Background: The accurate diagnosis of latent tuberculosis infection (LTBI) is an important component of any tuberculosis control programme and depends largely on tuberculin skin testing. The appropriate interpretation of skin test results requires knowledge of the possible confounding factors such as previous BCG vaccination. Uncertainty about the effect of BCG vaccination on tuberculin skin testing and the strength with which recommendations are made to individual patients regarding treatment of LTBI have identified a need to analyse the available data on the effect of BCG on skin testing. A meta-analysis of the evidence for the effect of BCG vaccination on tuberculin skin testing in subjects without active tuberculosis was therefore performed.

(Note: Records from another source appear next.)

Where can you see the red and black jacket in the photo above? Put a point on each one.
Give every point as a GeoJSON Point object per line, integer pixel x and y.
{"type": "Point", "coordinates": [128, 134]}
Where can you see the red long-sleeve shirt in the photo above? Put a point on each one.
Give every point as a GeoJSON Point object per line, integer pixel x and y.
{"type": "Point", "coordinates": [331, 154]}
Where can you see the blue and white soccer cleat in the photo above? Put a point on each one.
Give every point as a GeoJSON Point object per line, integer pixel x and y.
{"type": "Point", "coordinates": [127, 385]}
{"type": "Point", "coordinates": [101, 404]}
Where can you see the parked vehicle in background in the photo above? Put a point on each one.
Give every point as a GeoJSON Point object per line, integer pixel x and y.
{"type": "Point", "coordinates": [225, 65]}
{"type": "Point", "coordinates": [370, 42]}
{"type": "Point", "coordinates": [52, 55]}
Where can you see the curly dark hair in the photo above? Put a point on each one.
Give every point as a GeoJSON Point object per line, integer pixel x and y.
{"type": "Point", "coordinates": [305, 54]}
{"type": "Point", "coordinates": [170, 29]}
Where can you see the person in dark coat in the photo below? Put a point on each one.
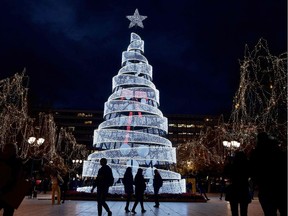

Methods: Medline was searched for English language articles published from 1966 to 1999 using the key words “BCG vaccine”, “tuberculin test/PPD”, and “skin testing”. Bibliographies of relevant articles were reviewed for additional studies that may have been missed in the Medline search. Articles were considered for inclusion in the meta-analysis if they had recorded tuberculin skin test results in subjects who had received BCG vaccination more than 5 years previously and had a concurrent control group. Only prospective studies were considered. The geographical location, number of participants, type of BCG vaccine used, type of tuberculin skin test performed, and the results of the tuberculin skin test were extracted.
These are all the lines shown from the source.